Midodrine is used off-label to increase blood pressure in the treatment of postural orthostatic tachycardia syndrome (POTS) where increased transduction of venous alpha 1 adrenergic receptors increases venous return.

===Available forms===
Midodrine is available in the form of 2.5, 5, and 10 mg oral tablets.

==Contraindications==
Midodrine is contraindicated in people with severe organic heart disease, acute kidney disease, urinary retention, pheochromocytoma or thyrotoxicosis.

==Side effects==
Headache, feeling of pressure or fullness in the head, vasodilation or flushing face, scalp tingling, confusion or thinking abnormality, dry mouth, anxiety, and rash, among others.

==Pharmacology==
===Pharmacodynamics===
Midodrine is a prodrug which forms the active metabolite, desglymidodrine, which is an α_{1}-adrenergic receptor agonist and exerts its actions via activation of α_{1}-adrenergic receptors of the arteriolar and venous vasculature, producing an increase in vascular tone and elevation of blood pressure. Desglymidodrine does not stimulate cardiac β-adrenergic receptors.

===Pharmacokinetics===
After oral administration, midodrine is rapidly absorbed. The plasma levels of the prodrug peak after about half an hour, and decline with a half-life of approximately 25 minutes, while the metabolite reaches peak blood concentrations about 1 to 2 hours after a dose of midodrine and has a half-life of about 3 to 4 hours. The absolute bioavailability of midodrine (measured as desglymidodrine) is 93%.

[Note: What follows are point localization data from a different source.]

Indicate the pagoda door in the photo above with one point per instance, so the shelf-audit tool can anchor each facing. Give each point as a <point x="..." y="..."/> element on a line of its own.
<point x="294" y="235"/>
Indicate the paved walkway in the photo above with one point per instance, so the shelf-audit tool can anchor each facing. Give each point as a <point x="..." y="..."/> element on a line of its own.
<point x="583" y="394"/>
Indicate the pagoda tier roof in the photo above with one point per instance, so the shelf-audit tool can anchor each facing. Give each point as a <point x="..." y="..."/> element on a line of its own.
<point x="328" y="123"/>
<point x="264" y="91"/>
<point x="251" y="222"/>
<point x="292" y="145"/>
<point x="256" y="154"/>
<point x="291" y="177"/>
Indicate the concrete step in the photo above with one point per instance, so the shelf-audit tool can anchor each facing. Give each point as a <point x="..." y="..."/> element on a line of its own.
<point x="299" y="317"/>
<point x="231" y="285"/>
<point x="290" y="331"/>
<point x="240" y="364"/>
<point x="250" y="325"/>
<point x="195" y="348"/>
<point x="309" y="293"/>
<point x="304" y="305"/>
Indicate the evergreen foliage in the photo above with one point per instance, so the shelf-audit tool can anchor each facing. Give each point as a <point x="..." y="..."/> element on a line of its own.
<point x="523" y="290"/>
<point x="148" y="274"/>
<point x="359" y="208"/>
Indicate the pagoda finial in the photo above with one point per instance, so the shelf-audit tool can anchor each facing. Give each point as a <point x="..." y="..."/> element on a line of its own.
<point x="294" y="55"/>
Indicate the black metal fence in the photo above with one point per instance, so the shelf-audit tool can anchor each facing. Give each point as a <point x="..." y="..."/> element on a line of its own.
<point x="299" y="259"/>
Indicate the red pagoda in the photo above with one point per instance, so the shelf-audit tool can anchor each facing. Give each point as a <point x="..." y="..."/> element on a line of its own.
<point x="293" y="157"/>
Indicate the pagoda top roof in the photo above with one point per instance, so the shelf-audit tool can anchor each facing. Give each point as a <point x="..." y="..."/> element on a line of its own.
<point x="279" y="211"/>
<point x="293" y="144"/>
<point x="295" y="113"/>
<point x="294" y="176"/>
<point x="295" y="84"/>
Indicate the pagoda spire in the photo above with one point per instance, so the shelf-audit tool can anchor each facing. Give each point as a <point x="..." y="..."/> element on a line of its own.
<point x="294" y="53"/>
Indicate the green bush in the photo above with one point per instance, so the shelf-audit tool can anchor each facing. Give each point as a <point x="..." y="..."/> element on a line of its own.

Midodrine and desglymidodrine diffuse poorly across the blood–brain barrier and are therefore peripherally selective and are not associated with effects in the central nervous system.

Neither midodrine nor desglymidodrine are substrates of monoamine oxidase.

==Chemistry==
Midodrine, also known as 2,5-dimethoxy-β-hydroxy-N-(aminoethanonyl)phenethylamine, is a substituted phenethylamine derivative.

Midodrine is an odorless, white, crystalline powder, soluble in water and sparingly soluble in methanol.

Midodrine's experimental log P is -0.5 and its predicted log P ranges from -0.49 to -0.95. The predicted log P of its active metabolite desglymidodrine ranges from -0.01 to 0.15.

===Stereochemistry===
Midodrine contains a stereocenter and consists of two enantiomers, making it a racemate; i.e., a 1:1 mixture of (R)- and (S)-forms:

Enantiomers of midodrine
| (R)-midodrine CAS number: 133163-25-4 | (S)-midodrine CAS number: 133267-39-7 |

===Synthesis===
Acylation of 1,4-dimethoxybenzene with chloroacetyl chloride gives the chloroketone 2. The halogen is then converted to the amine 3 by any set of standard schemes, and the ketone reduced to an alcohol with borohydride (4). Acylation of the amino group in this last intermediate with chloroacetyl chloride affords the amide 5. The halogen is then displaced with azide and the resulting product 6 reduced catalytically to the glycinamide, midodrine (7).

Synthesis of midodrine See also:

==History==
Midodrine was discovered by 1971. It was approved in the United States by the Food and Drug Administration (FDA) in 1996 for the treatment of dysautonomia and orthostatic hypotension.

In August 2010, the FDA proposed withdrawing this approval because the manufacturer, Shire plc, failed to complete required studies after the medicine reached the market. In September 2010, the FDA reversed its decision to remove midodrine from the market and allowed it to remain available while Shire plc collected further data regarding the efficacy and safety of the drug. Shire announced in September 2011, that it was withdrawing completely from supplying midodrine. Midodrine remains available as a generic drug.

==Society and culture==
===Names===
Midodrine is the generic name of the drug and its international nonproprietary name and British Approved Name. In the case of the hydrochloride salt, its generic name is midodrine hydrochloride and this is its United States Adopted Name, British Approved Name, and Japanese Accepted Name. Midodrine is also known by its developmental code names ST-1085 and TS-701. Midodrine has been sold under brand names including Amatine, Gutron, Midamine, Midon, and Proamatine, among others.